Now you can evaluate how much anxiety you experience with regaurd to any part of an avoided situation.  Postpone the ones which arouse your anxiety to seven or more points on this anxiety scale.  First try small parts of an avoided situation which raise your anxiety to five or six points and no more.  Only when you can bring the anxiety down to three or four points should you try the next step.  This way, you will gain more confidence as you continue with your practice.

We also increase our fears by imagining that others are too critical and unsparing in their scrutiny of us.  A lot of people are uncomfortable in going to a restaurant alone for "what will others think about me."

How many times have you looked at a person eating alone in a restaurant and said, "Look at that loser sitting by himself.  I bet nobody wants to talk to him and so he is left by himself?"  I am sure you never said that for someone sitting alone in a restaurant and I can assure you other people don't do it either.  But if you are an anxious person, you would still imagine that other people would think like that in your case.

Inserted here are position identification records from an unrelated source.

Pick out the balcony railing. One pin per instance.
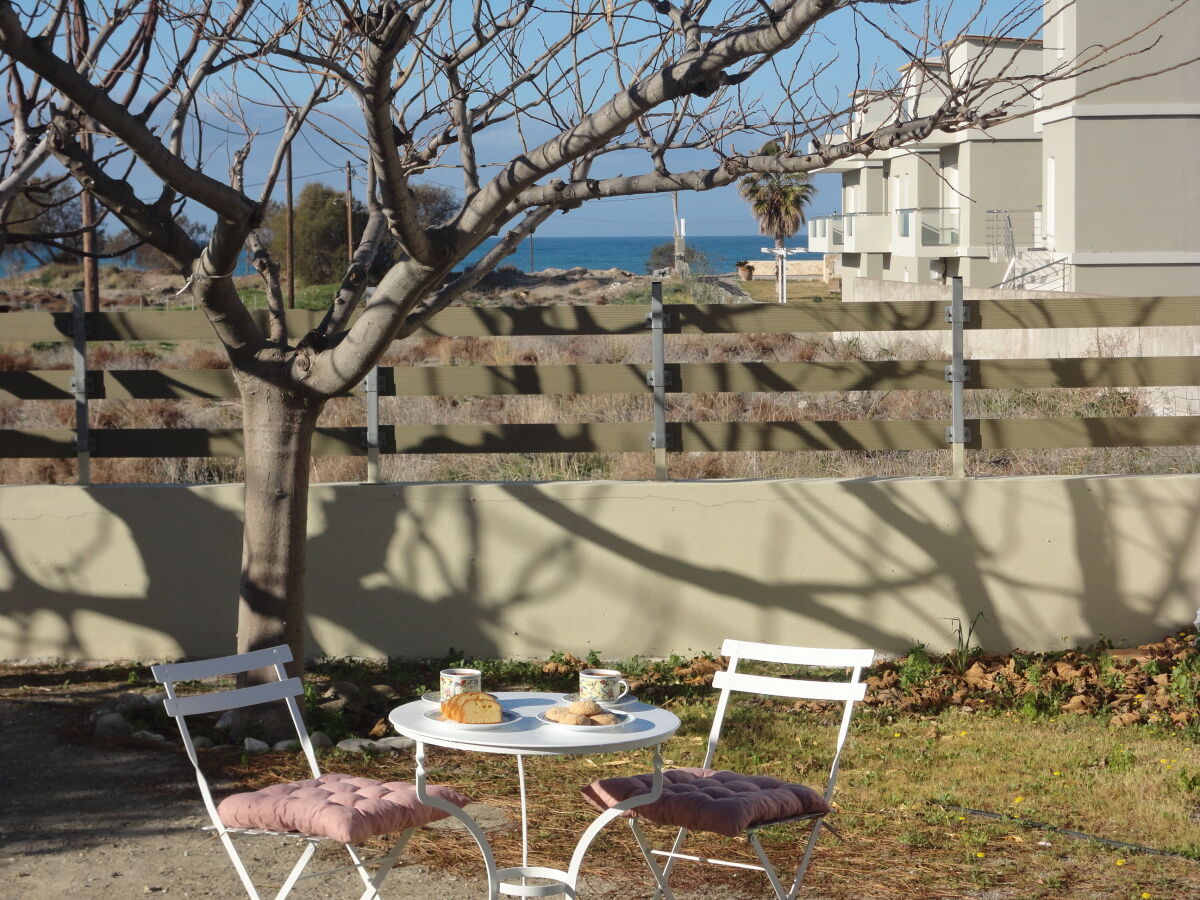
(919, 228)
(826, 234)
(865, 232)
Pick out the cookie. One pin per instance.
(565, 717)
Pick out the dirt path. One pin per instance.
(85, 820)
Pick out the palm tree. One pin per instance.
(778, 202)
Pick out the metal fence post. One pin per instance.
(371, 385)
(79, 384)
(957, 373)
(658, 383)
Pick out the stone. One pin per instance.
(346, 689)
(357, 745)
(112, 725)
(130, 702)
(396, 743)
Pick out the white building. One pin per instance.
(1099, 195)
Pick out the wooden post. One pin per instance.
(291, 238)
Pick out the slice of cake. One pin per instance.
(472, 708)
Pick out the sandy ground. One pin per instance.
(101, 821)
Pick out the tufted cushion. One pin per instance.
(340, 807)
(707, 801)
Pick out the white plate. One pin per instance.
(507, 718)
(623, 719)
(605, 703)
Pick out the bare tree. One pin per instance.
(535, 106)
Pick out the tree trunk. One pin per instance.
(279, 429)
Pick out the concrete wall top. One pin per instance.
(622, 568)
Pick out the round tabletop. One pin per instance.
(527, 733)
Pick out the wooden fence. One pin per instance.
(670, 378)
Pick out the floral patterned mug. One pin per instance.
(460, 681)
(603, 684)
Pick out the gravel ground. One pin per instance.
(106, 821)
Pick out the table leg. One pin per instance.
(612, 813)
(525, 814)
(471, 825)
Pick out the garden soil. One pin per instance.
(84, 819)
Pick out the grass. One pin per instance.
(912, 792)
(906, 791)
(763, 291)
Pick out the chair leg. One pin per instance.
(237, 863)
(294, 875)
(675, 849)
(385, 865)
(660, 879)
(808, 855)
(768, 869)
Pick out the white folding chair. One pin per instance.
(730, 803)
(327, 808)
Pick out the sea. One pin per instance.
(537, 253)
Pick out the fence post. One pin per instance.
(958, 372)
(79, 384)
(371, 385)
(658, 383)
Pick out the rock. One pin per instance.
(112, 725)
(357, 745)
(346, 689)
(396, 743)
(131, 702)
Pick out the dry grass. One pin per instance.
(595, 408)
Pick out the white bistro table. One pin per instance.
(528, 736)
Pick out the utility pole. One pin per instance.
(679, 238)
(88, 222)
(349, 216)
(291, 256)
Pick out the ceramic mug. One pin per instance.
(603, 684)
(460, 681)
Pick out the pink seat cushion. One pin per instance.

Many of us think that if we make the slightest mistake people will laugh at us inside and regard us as complete fools.  It is not an accurate view of others.  The fact is that "they" are just like us and treat others just as we do. 

When we go to a restaurant, much of the time we are preoccupied with our own thoughts or busy talking to the people at our table.  If somebody drops a fork, coughs or sneezes, we may either not notice it at all or if our attention is drawn to it, we may swiftly return to what we are doing.

If we know that we don't closely scrutinize others all the time, how can we be sure that others do this?  The truth is that nobody is watching us as closely as we watch ourselves.  What we can find under a magnifying glass on our face, others may not be able to tell from a distance.